True, nearly twice as many Americans drink alcohol as smoke cigarettes. According to the Substance Abuse and Mental Health Services Administration’s latest figures (dating back to 1995), 52.2 percent acknowledged having at least a drink in the last month, while 28.8 percent had at least a cigarette.
But how many drinkers have a glass of wine with dinner or a beer in a ballpark, and how many down a fifth of Jack Daniels each day?
The 1995 figures show that 15.8 percent were “binge” users - which means they had five or more drinks on the same occasion at least once during the last month. That includes the 5.5 percent defined as heavy users, who repeated that drinking spree at least “five” times during the last 30 days.
It in no way minimizes the tragic consequences of alcohol abuse to state the obvious: Most Americans use alcohol responsibly. That is reinforced by a rough calculation used to contrast the addiction of alcohol and smoking: About 90 percent of smokers are addicted to nicotine, but only about 10 percent of drinkers are addicted to alcohol.
In both cases, the substances kill people with addictions. But while alcohol accounts for an estimated 100,000 deaths a year, tobacco is the cause of about 400,000 - and continues to be the single, leading preventable cause of death and disease in the nation.
(And Wally was right to mention McDonald’s - if tobacco is No. 1, and alcohol No. 3, then poor diet and activity patterns are No. 2, accounting for at least 300,000 preventable deaths a year.)
From the standpoint of someone working in the community to counteract the forces of tobacco “and” alcohol, Brown draws another distinction: industry behavior. “The alcohol folks, bar owners, take some responsibility for how their product is used. There’s some level of liability,” he notes.

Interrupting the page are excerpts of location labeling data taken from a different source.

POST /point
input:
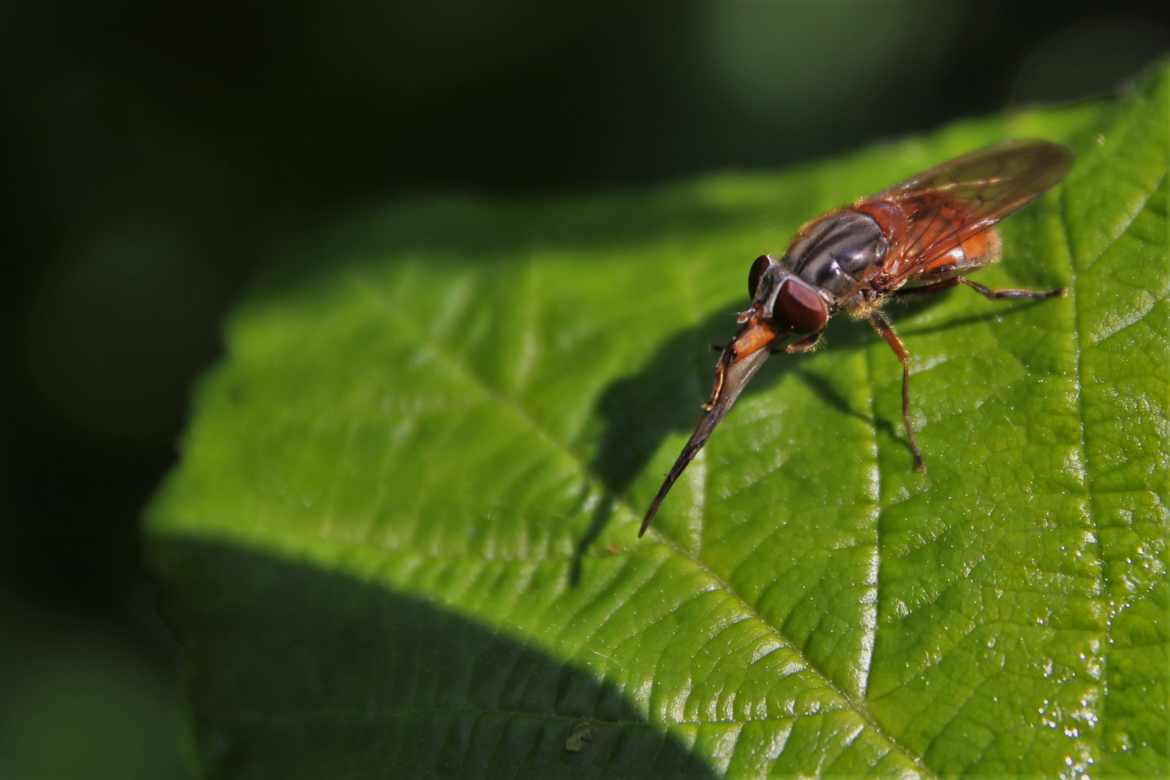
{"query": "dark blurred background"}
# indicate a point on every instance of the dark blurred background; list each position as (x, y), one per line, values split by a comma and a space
(153, 149)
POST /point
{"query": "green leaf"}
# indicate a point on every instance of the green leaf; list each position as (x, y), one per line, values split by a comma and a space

But the tobacco industry “claimed for years that their product is totally safe. And they still haven’t been held corporately responsible for the deaths caused by smoking.”
Brown has no love for the alcohol industry, which he says has unfairly targeted poor and minority communities. But he puts the tobacco companies - with their expensive, pervasive advertising campaigns and their outsize influence in Congress - in a separate category. And he’s right.
There’s another reason why some smoking-sympathizers want to talk about alcohol and tobacco in the same, belabored breath: It raises the specter of Prohibition. The p-word! Just the thing to get the Wallys of the world up in arms!
Beware of that ploy, too. It’s a false alarm. Antitobacco stalwarts like Jesse Brown are against prohibition. Even former FDA director David Kessler, whose picture must be the bull’s-eye of dart boards in tobacco headquarters everywhere, is against prohibition.
Education, yes. Higher taxes to discourage youth smoking, yes. Enforcing existing tobacco regulations, yes. Prohibition? C’mon.
Let’s hope we’re a nation sophisticated enough to look at public health dangers for what they are. Alcohol abuse has harmful and sometimes deadly consequences, whether they’re manifested in liver disease, drunken driving, or neglected families.
But alcohol used responsibly can be a pleasure.
Cigarettes, too, give pleasure. They just also happen to be addictive, harmful to others, and undeniably life-threatening. And produced by an industry that for decades has lied about those very dangers.